As for Obama and Clinton, racially tinged remarks were slipped into their stump speeches like so many stale bread crumbs. On Friday, the New York senator praised New York Rep. Charles Rangel as a man who rise to power without "leapfrogging" — a term that any thinking member of her predominantly black audience understood to apply to the precocious Obama.
The Illinois senator, following a strategic template that his top adviser, David Axelrod, has deployed to elect other young black politicians, waited until as late as possible in the campaign to start overtly identifying with the black community.
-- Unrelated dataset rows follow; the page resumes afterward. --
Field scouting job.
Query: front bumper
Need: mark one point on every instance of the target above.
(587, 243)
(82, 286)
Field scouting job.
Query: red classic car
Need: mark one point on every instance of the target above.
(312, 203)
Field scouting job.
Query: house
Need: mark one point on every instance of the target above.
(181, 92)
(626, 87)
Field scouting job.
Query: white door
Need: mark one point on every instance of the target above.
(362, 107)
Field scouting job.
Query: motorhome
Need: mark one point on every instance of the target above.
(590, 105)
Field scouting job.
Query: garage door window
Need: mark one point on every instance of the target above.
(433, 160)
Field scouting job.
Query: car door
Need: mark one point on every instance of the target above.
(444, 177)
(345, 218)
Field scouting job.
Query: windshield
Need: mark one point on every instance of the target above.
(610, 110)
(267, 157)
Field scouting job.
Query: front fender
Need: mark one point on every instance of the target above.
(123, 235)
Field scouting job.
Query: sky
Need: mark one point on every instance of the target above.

He did so in South Carolina, where blacks make up half or more of the Democratic electorate.
"I need you to grab Cousin Pookie to vote," Obama said, playfully breaking out the black vernacular in Kingstree, S.C., on Thursday. "I need you to get Ray-Ray to vote."
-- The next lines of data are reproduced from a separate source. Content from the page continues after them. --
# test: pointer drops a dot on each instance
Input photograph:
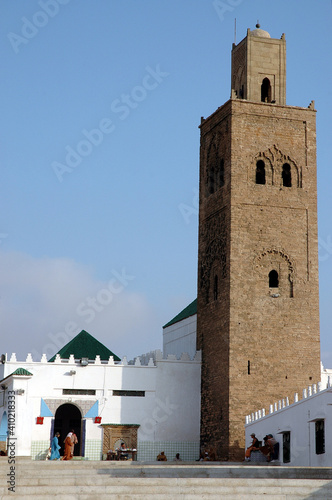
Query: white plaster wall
(169, 411)
(181, 337)
(299, 418)
(177, 406)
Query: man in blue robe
(55, 455)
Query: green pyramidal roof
(21, 371)
(85, 346)
(185, 313)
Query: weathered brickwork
(259, 337)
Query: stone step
(88, 480)
(173, 488)
(138, 469)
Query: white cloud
(46, 302)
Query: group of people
(270, 447)
(69, 442)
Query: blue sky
(99, 149)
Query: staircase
(85, 480)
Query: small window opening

David Smith, 36, a black voter backing Obama, shook his head in disgust as he discussed the spat over race while awaiting for Obama to speak in Sumpter, S.C.
"They both ought to knock it off," he said of Obama and Clinton. "It's not becoming of a past or future president."
A black man who identified himself as a pastor told Bill Clinton at an event in Kingstree, S.C., that black voters should rally behind his wife to keep Republicans out of the White House. Of white Americans, he said: "They're not ready for a black president."
Several black audience members nodded and said, "That's right."
"I have to tell you I hope you're not right," Bill Clinton responded.